Stevens is one of more than 150,000 people in New York State who have been sent to prison under the Rockefeller drug laws since 1980. During those same years, the prison population in New York State has tripled, and the percentage of the prison population serving time for drug offenses has gone from 9 percent to 32 percent.
Convicted of possession of 5 ounces of cocaine in 1993, Stevens got the minimum of 15 years to life. In 1994, he spent 40 days in solitary confinement for "interfering with a routine strip-search" because he was physically incapable of pulling down his pants.
The New York laws are named after Nelson Rockefeller, the governor who signed them into law in 1973. They place mandatory minimum sentences of 15 years to life in prison for the sale of two ounces or possession of four ounces of a narcotic drug.
The racist nature of these laws and their enforcement, and of the capitalist "justice" system in general, is borne out by the statistics. A study released earlier this year revealed that Blacks account for 15.9 percent of the population of New York but 54.3 percent of the prison population. Latinos account for 15.1 percent of the state’s population and 26.7 percent of its prisoners.
For drug offenses the figures go up. Blacks and Latinos account for 94 percent of all drug felons sent to prison, and 60 percent of those convicted in the three lowest classes of drug felonies involving only minute amounts of drugs.
Similar minimum sentencing laws for drug offenses are on state law books around the nation, as well as at the federal level. As a result the mean prison sentence nationwide for a crack cocaine offense is 10 years, two more than the average for violent crimes.
While Blacks and Latinos constitute one-quarter of the total population, they account for more than 1.2 million of the 2 million people locked up in U.S. prisons--a total of 63 percent. In 12 states between 10 and 15 percent of the population of adult Black men is incarcerated.
The U.S. prison population more than doubled in the past decade. Today, with 5 percent of the world’s people, the U.S. has 25 percent of its prisoners.
Resistance grows
A group of women whose loved ones are imprisoned under the Rockefeller laws began organizing weekly protest vigils in 1998 outside Manhattan’s Rockefeller Center. They took the name "New York’s Mothers of the Disappeared" after a group in Argentina of mothers of victims of state terror.
Terrence Steven’s mother, Regina, a school cafeteria worker, is a member. It was through the group’s efforts that Stevens was granted clemency in 2001. Both mother and son continue to be active in the fight.
Last year the Mothers of the Disappeared set up an office in Tulia, Texas, the site of a 1999 drug sweep in which 12 percent of the town’s Black population was arrested. Of the 46 people put in handcuffs on the testimony of one white undercover cop, 40 were Black. Thirteen of the Tulia defendants are still locked up in Texas prisons.

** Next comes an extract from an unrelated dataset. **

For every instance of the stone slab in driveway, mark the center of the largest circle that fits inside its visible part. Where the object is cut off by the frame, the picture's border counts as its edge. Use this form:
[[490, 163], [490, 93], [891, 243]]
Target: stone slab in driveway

The Mothers of the Disappeared are not alone in organizing protests. Among other actions, vigils and demonstrations are held regularly in New York, including a sit-in outside New York Governor George Pataki’s office on October 30 in which 11 people were arrested, including Mayla Rockefeller, the granddaughter of the governor who signed the laws.
This ongoing fight made the laws a focus of debate during the New York governor’s race, with all of the candidates pledging to reform them if elected. Following his reelection, Governor George Pataki reversed his campaign promise. "I’m not about to turn violent criminals out on the streets in the name of drug law reform," he declared December 18, as he announced that his administration had refused to negotiate a bill to reform the laws.